Friday, February 05, 2010

Book Review

I just finished reading The Last Train from Hiroshima: The Survivors Look Back, by Charles Pellegrino, and even though it was horrifying and heartbreaking on almost every single page, it was also thoroughly fascinating and very hard to put down. The book has been weighing on my mind since I started it. It's equal parts enthralling thriller and apalling glimpse at the end of the world.

I don't think it was perfectly written. It might actually be a little bit too broad in scope, although the inclusiveness of experiences is one thing that makes it so fascinating. The huge cast of characters sometimes gets a little disorienting. There may have been a few times the author stretched a little too far and a little needlessly to describe connections between events. However, these are minor faults.

This book is full of things I feel like I should have heard about, or should have been taught; yet I can understand why I never did, because so many of the stories and details are so dreadful that relating them could be an ordeal in itelf.

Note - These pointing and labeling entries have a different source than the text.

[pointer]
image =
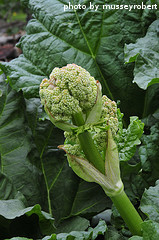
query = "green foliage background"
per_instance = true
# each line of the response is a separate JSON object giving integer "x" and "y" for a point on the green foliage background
{"x": 33, "y": 171}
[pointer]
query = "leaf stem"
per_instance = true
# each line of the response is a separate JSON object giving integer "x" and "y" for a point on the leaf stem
{"x": 88, "y": 146}
{"x": 121, "y": 201}
{"x": 128, "y": 213}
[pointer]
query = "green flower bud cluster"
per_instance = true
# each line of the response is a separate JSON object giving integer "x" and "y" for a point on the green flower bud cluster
{"x": 99, "y": 132}
{"x": 69, "y": 90}
{"x": 110, "y": 119}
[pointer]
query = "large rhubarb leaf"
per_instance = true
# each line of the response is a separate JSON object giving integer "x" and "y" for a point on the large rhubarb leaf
{"x": 91, "y": 39}
{"x": 145, "y": 53}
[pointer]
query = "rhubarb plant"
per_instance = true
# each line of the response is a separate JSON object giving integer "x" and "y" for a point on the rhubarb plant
{"x": 73, "y": 100}
{"x": 40, "y": 196}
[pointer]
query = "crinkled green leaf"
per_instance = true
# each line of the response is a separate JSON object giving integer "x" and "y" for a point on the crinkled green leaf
{"x": 91, "y": 39}
{"x": 150, "y": 231}
{"x": 15, "y": 145}
{"x": 145, "y": 53}
{"x": 149, "y": 154}
{"x": 19, "y": 238}
{"x": 13, "y": 209}
{"x": 150, "y": 204}
{"x": 134, "y": 182}
{"x": 111, "y": 181}
{"x": 73, "y": 224}
{"x": 129, "y": 138}
{"x": 80, "y": 235}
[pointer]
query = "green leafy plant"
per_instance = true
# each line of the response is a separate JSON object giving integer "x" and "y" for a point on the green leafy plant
{"x": 34, "y": 173}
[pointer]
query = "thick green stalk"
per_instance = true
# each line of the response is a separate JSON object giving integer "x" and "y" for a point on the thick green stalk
{"x": 128, "y": 213}
{"x": 88, "y": 146}
{"x": 121, "y": 201}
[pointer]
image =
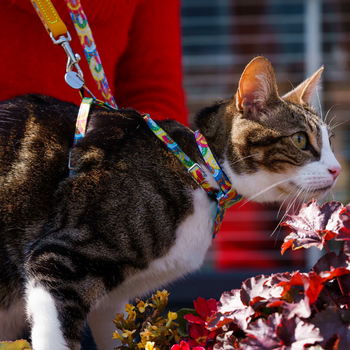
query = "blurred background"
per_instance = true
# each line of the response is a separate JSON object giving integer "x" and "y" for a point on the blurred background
{"x": 297, "y": 36}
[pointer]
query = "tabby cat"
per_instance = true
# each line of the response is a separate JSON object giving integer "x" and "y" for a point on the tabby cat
{"x": 132, "y": 219}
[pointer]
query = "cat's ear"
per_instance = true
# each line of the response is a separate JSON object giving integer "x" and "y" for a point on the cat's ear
{"x": 303, "y": 92}
{"x": 257, "y": 88}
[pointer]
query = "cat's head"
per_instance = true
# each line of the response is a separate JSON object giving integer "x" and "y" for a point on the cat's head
{"x": 271, "y": 147}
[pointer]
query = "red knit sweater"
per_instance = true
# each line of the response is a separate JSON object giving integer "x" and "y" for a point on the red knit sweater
{"x": 139, "y": 45}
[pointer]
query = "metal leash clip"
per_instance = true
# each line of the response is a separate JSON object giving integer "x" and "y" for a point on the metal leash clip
{"x": 72, "y": 78}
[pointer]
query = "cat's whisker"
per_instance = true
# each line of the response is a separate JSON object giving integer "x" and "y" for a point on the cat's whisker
{"x": 338, "y": 124}
{"x": 268, "y": 188}
{"x": 330, "y": 122}
{"x": 319, "y": 102}
{"x": 325, "y": 118}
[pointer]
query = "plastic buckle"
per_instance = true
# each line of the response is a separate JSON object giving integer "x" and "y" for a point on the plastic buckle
{"x": 73, "y": 79}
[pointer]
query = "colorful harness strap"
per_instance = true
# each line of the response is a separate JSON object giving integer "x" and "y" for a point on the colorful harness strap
{"x": 87, "y": 42}
{"x": 50, "y": 18}
{"x": 226, "y": 196}
{"x": 193, "y": 168}
{"x": 80, "y": 128}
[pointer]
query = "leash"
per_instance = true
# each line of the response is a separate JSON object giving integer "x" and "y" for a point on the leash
{"x": 225, "y": 196}
{"x": 60, "y": 36}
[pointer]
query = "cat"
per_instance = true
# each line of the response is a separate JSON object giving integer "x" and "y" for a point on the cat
{"x": 132, "y": 219}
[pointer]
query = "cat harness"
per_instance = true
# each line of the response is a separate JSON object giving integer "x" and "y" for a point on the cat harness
{"x": 225, "y": 195}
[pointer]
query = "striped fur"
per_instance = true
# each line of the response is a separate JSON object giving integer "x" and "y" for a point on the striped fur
{"x": 132, "y": 219}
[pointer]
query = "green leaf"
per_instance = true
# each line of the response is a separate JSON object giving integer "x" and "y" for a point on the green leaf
{"x": 16, "y": 345}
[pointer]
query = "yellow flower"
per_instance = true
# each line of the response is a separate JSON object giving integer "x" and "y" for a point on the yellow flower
{"x": 129, "y": 307}
{"x": 116, "y": 335}
{"x": 127, "y": 333}
{"x": 149, "y": 346}
{"x": 146, "y": 333}
{"x": 142, "y": 306}
{"x": 162, "y": 295}
{"x": 172, "y": 315}
{"x": 119, "y": 318}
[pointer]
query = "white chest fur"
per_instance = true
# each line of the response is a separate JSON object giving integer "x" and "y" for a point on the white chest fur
{"x": 193, "y": 238}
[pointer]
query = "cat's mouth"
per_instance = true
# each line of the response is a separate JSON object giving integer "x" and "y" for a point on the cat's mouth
{"x": 307, "y": 189}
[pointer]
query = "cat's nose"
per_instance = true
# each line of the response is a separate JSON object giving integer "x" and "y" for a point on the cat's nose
{"x": 335, "y": 171}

Countering this, however delicately, are the people who exited the physical and metaphorical fires of the nuclear attacks (and their aftermaths) and used their stories to teach peace. Communicating these stories seems to me to be the most fitting memorial possible to the victims, the best means of honoring the people who have worked hard for peace, and important means of ensuring that the nuclear attacks in Hiroshima and Nagasaki are the last. Pellegino's book serves those ends well, I think.

1 comment:

  1. Nice book review! Sounds like a book I might want to read in the future. Having lived through the 50's and 60's nuclear scare it would be interesting to read about the devistation caused by a nuclear bomb. And, to think those bombs were very small in comparison to the bombs they would use today.